Excess moisture can open the flood gates for serious problems at your construction site.
Drying a construction site using the most effective method may seem like common sense, but there are covert details that need to be considered.
Heat Vs Dehumidification: What’s the Best Choice?
Heaters and dehumidifiers are the most often used tools for removing moisture from a construction site. When comparing the two methods, dehumidifiers are clearly the more effective option.
Heaters force air over some type of heating apparatus, increasing the temperature in a room. As heaters lack any internal mechanism for wicking moisture, this does not remove moisture from the air. Understandably, this leads many to question why heaters have been so often used to dry construction zones in the past.
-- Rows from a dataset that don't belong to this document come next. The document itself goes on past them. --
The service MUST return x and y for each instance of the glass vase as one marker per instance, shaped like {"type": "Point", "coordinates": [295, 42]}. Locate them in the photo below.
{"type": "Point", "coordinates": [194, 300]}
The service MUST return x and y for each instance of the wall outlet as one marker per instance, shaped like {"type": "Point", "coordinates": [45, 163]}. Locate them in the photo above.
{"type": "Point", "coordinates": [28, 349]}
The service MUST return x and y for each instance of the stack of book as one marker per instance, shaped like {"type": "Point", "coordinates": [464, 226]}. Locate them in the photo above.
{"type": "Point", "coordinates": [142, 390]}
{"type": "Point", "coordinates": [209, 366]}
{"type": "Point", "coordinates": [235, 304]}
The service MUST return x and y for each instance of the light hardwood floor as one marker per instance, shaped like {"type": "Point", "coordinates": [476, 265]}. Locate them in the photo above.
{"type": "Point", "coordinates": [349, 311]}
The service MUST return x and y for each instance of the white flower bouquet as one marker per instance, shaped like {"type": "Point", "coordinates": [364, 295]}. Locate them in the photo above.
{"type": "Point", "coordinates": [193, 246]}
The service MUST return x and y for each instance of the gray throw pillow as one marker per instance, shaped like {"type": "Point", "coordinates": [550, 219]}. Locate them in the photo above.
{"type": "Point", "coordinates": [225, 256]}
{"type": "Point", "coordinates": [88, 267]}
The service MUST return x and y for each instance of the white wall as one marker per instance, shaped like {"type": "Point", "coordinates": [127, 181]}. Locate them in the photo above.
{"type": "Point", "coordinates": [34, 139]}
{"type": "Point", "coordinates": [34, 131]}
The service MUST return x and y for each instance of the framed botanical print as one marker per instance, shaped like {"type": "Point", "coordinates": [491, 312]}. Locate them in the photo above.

When heaters increase temperature, the moisture in the air decreases in comparison to the temperature. This improves the conditions of a site, but only very slightly.
When sites are dried using humidifiers, they pass through a device that directly removes moisture from the air. Through the direct correlation between moisture content and vapor pressure, removing moisture from the air lowers vapor pressure.
Differences between heating and dehumidifying methods for drying construction sites also exist in terms of costs:
• Low start-up cost
• High maintenance costs
• High start-up costs
• Significantly lower maintenance costs
A Common Mistake
Some contractors try to use their building’s HVAC system to take care of moisture issues. Since the HVAC is designed with temperature control in mind, it doesn’t have any moisture control capability, especially to handle the amount of moisture removal needed at construction sites.
Using your HVAC system to dry an area can also cause the spread of dust and mold spores throughout the system and affect the HVAC’s warranty. For these reasons, most building owners do not allow the HVAC to be used in this way.